Miyako, a small coastal city (population approx. 50,000) in northeast Japan’s Iwate Prefecture, was known mainly for its pristine shores and Japanese charm. That is until March 11, 2011. That day, at 14:46 local time, the Great East Japan earthquake (also called the Tohuku earthquake) struck 72 km offshore in the Pacific Ocean. It resulted in a devastating tsunami which brought waves with heights of up to 40.5 meters (133 ft) and up to 10 km (6 mi) inland. I (Merge) visited Miyako on the MS Westerdam in October 2023, and by that time, the city was almost completely rebuilt. But the Miyako city municipal office had decided to preserve one building, the Taro Kanko hotel, both as a memorial to the tsunami, and to pass down the memory of the disaster to future generations.
To get to the Taro Kanko hotel, I caught a shuttle from the ship’s docking pier to the centre of town, and then made my way to the charming little train station. A very helpful gentleman helped me buy a return ticket (920 JPY) on the Sanriku line from the town centre to Taro, the neighbourhood where the hotel is located. About 30 minutes later, the train, covered with bright graphics, pulled into the station. I, along with several others from the ship, boarded, and we were on our way.
About 20 minutes later, we alighted at the Taro stop, and much to my surprise (and delight), the city of Mikayo had a local guide waiting to point us in the right direction. Not only did this young gentleman accompany us on the 10-minute walk to the hotel site, but he also answered many of our questions about the neighbourhood and the aftermath of the 2011 tsunami.

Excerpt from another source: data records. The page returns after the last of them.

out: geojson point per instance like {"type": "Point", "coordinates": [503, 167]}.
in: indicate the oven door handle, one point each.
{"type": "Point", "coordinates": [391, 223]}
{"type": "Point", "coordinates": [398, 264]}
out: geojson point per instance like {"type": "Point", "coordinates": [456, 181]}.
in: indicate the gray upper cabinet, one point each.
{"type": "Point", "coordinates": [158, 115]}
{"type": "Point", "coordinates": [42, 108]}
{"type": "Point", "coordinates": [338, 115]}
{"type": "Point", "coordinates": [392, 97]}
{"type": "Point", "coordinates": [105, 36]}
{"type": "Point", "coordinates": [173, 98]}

As we walked over to the hotel, the guide asked if we had made reservations to enter the building. Apparently, if you call in advance, you can go into the top floors of the hotel (which were not damaged in the tsunami). Turns out the owner of the hotel used to occupy the 6th floor, and he filmed the moments when the tsunami broke the sea wall and spilled over into the town. When we said we didn’t have a reservation,, he asked if we were interested, and of course the answer was yes. For a very reasonable 4,000 JPY, an entire group could enter the building and go up to the top floors to not only look out over the ocean, but also view the owner’s and other videos that were taken during and after the tsunami. Nineteen people stepped up to visit, and we each paid just a little over 200 JPY for a very unique experience. The video was heartbreaking and humbling. As far as modern civilization has advanced, the force of nature cannot be denied! On the day of the tsunami, there had been a power outage, so the public address system that would have warned residents about the tsunami was not operating. Despite that, there were no fatalities in the hotel.
After a very interesting hour, we made our way back to the town centre. Along the way, we stopped to view (from outside) the largest Buddhist temple in town and the graveyard next to it.
Taro is just a little neighbourhood, and under normal circumstances, wouldn’t have warranted a visit. But visiting the site of the hotel, and watching the videos upstairs were truly worth the trip. I highly recommend this short trip if you visit Miyako, but be sure to make an advance reservation to enter the building so that you don’t miss out.